話すべきだと分かっていても、言うのは簡単な事ではない。彼らを騙していたような後ろめたい感覚に、アデルハイトは申し訳なくなった。
「まず最初に言っておく。私は五年前に殺されたアデルハイト・ヴァイセンベルクという元軍人だ。そして────エンリケたち英雄の師でもあった」
本当かどうかはキャンディスの反応を見れば分かる。静かに頷くだけの姿には誰もが驚いた。只者ではないと思っていても、そこまでとは考えが及んだ事はない。もしかすると大魔導師が気まぐれに潜り込んだのでは程度だった。

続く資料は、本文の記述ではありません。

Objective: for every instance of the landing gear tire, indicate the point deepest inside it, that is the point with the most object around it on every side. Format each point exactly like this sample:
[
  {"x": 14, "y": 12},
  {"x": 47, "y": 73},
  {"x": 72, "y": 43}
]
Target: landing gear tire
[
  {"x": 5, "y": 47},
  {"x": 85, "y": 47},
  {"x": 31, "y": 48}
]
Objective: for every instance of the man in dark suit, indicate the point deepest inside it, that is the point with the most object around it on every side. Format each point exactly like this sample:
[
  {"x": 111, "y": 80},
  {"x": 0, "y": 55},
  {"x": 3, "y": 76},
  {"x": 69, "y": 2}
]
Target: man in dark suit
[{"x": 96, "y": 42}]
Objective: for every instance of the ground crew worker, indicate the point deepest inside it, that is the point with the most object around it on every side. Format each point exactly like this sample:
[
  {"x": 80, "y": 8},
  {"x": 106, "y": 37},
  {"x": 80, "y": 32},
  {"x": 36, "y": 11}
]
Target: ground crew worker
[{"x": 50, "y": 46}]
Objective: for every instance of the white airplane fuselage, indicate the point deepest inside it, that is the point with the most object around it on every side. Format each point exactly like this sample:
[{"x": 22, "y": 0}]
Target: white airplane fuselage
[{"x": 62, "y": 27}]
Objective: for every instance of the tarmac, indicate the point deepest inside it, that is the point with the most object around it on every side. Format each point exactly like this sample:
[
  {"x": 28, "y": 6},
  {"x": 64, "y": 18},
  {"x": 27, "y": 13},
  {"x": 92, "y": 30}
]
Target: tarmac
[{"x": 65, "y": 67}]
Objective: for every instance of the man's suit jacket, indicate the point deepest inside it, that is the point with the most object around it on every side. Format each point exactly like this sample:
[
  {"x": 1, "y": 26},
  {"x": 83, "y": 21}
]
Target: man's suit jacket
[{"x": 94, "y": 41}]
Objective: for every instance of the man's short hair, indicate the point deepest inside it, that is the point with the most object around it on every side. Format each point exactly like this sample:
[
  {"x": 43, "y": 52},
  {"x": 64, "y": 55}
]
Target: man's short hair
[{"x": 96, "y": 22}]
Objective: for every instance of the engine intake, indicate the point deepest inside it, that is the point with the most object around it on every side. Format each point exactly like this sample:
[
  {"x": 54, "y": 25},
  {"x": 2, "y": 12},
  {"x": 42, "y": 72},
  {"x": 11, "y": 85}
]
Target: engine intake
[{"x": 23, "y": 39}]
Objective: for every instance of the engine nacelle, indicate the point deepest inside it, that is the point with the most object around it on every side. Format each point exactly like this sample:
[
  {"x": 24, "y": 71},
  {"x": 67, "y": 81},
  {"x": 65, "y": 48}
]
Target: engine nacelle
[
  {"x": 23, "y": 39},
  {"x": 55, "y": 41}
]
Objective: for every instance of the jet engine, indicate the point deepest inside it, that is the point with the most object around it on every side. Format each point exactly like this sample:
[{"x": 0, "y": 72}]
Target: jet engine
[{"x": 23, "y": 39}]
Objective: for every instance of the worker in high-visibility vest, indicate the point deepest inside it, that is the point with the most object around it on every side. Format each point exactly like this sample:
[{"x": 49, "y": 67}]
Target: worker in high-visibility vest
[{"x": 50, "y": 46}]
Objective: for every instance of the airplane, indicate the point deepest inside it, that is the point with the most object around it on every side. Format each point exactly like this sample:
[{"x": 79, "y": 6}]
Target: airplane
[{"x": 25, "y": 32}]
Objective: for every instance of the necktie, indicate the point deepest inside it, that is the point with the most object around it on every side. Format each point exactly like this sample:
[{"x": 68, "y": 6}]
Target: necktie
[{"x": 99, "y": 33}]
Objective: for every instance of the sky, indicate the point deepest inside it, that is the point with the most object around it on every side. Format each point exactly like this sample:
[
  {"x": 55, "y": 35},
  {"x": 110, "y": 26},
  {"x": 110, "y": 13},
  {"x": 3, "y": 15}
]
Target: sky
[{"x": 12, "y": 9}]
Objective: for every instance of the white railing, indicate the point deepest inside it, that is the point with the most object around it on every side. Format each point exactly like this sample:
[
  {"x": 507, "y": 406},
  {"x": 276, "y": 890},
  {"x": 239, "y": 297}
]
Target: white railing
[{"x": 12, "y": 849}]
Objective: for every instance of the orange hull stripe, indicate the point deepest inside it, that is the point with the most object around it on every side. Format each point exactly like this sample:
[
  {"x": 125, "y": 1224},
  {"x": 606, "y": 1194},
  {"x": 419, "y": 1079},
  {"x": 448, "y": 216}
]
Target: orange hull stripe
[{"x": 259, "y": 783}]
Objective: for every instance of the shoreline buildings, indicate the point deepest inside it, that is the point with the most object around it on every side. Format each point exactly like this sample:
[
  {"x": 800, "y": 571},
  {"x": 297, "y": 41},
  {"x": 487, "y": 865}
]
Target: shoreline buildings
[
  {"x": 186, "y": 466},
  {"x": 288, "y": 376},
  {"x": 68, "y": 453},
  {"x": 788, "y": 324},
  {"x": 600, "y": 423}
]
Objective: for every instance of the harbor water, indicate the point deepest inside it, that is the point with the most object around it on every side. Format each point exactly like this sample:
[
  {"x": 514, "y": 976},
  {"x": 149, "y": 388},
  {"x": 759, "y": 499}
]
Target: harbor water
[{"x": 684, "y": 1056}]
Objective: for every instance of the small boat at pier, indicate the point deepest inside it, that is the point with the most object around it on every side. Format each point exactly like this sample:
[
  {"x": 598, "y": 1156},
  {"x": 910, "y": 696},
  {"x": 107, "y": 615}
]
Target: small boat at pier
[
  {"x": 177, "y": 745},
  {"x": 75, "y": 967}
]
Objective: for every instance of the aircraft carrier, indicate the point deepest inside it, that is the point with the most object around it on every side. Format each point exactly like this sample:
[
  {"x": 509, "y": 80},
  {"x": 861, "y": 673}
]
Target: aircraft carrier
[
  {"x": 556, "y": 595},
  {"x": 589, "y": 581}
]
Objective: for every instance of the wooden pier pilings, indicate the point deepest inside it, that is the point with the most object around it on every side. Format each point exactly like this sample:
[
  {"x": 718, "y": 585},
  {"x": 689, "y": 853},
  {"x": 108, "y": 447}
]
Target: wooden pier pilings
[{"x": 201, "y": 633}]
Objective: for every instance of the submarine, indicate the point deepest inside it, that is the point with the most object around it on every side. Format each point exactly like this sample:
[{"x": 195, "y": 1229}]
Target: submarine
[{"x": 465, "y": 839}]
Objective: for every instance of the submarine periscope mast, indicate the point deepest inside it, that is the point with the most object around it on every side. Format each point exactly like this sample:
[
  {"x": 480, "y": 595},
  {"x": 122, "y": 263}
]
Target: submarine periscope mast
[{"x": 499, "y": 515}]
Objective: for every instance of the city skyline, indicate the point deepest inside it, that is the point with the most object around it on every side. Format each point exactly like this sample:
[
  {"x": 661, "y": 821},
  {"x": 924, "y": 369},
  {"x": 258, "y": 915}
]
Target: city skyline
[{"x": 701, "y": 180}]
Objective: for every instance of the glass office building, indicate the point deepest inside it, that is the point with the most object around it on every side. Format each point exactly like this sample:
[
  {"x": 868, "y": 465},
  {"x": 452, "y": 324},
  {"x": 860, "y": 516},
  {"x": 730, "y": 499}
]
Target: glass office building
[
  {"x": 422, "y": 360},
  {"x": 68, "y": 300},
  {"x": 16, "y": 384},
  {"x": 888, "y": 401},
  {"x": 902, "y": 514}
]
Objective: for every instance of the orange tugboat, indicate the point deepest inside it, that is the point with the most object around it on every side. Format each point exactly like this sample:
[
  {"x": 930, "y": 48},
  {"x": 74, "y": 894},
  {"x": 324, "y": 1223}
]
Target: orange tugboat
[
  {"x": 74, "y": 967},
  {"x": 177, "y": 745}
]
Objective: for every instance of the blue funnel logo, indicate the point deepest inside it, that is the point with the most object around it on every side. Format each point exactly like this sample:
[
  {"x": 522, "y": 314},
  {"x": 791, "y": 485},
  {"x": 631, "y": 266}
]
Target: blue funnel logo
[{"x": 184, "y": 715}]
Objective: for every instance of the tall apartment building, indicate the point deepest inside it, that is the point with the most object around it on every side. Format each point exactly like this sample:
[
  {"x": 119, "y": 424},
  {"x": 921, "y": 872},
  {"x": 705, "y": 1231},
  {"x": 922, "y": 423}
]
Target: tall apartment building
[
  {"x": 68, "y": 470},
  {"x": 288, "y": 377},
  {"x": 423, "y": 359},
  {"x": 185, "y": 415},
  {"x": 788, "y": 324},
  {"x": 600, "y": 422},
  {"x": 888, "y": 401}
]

「だが五年前、私はエンリケを始めとする弟子たちに殺された。だが、偶然にも五年の時を経て生き返った。……この十三歳の頃の肉体で」
自分でも話していて不思議な気分だった。アデルハイト自身でさえ信じられなかった。これが現実だとはとても思えなかった。だが、紛れもなく存在している。五年の時間を飛び越えて。
「私はいずれエンリケたちと決着をつけるつもりだった。奴らが英雄の座を欲しいままにしていいはずがない。アンニッキは、そのための戦力の一人だ」
嬉しそうにアンニッキが中折れ帽を指先で持ちあげてニヤッとする。
「なあ、待てよ。あんたの話が全部本当だとして……じゃあなんでメイベルさんは此処にいるんだ? 殺した奴らのひとりって事だろ?」
エドワードの疑問は誰もが抱えている。アデルハイトも小さく頷いた。
「それは本人に説明してもらわなくては分からん。だが、事情があったはずだ。私が死んでから何があった、キャンディス」
本題がやってくると決心がついて震えの止まったキャンディスは、はっきりと告げた。罪悪感に圧し潰されそうになりながら。